The software was originally created and deployed to help transcribe official WIPO meetings and can be customized for other organizations worldwide.
Our user guide gives you a quick walkthrough of how to use our WIPO Speech to Text tool.
Who uses it?
WIPO Speech to Text tool is used by organizations hosting international meetings to help them to accurately and efficiently transcribe the proceedings.
Testimonials
UNOG’s project FAST has been looking for an automatic speech recognition solution that would be accurate for the UN context with its multilingual voices, diverse accents and specialized lingo, and has found the perfect match in WIPO’s Speech to Text tool.
In October 2019, it started running the customized WIPO Speech to Text for public calendar meetings, servicing its iconic clients, such as OHCHR, ODA and UNCTAD, and received overwhelmingly positive feedback from secretariats and delegates alike.
We are looking forward to further collaborating with WIPO, including for other official working languages.
Sofia Lobanova Zick, FAST Project Manager, United Nations Office at Geneva
CERN's Digital Memory project has digitized its massive back catalogue of audiovisual material.
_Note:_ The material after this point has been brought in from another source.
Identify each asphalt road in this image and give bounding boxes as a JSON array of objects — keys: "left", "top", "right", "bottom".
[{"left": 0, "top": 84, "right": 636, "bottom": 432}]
Faced with a lack of accurate text descriptions for much of the content, the project turned to audio-to-text transcription technologies that could provide full-text indexes to the entire collection. Combined with initiatives from CERN's Translation Service and Diversity Office - also keen to provide greater accessibility to historical content – CERN chose to collaborate with WIPO during the summer of 2019 to carry out an audiovisual transcription pilot project. The WIPO Speech-to-Text software, which was designed for conferences involving foreign English speakers with a wide variety of accents, was used to process a sample of historic recordings of High-Energy Physics seminars.
Despite the originality and complexity of the vocabulary, very encouraging results have been achieved, providing a strong incentive to set up a generalized transcription service open to the entire CERN audio-visual community, to process both the old data and the on-going events and content.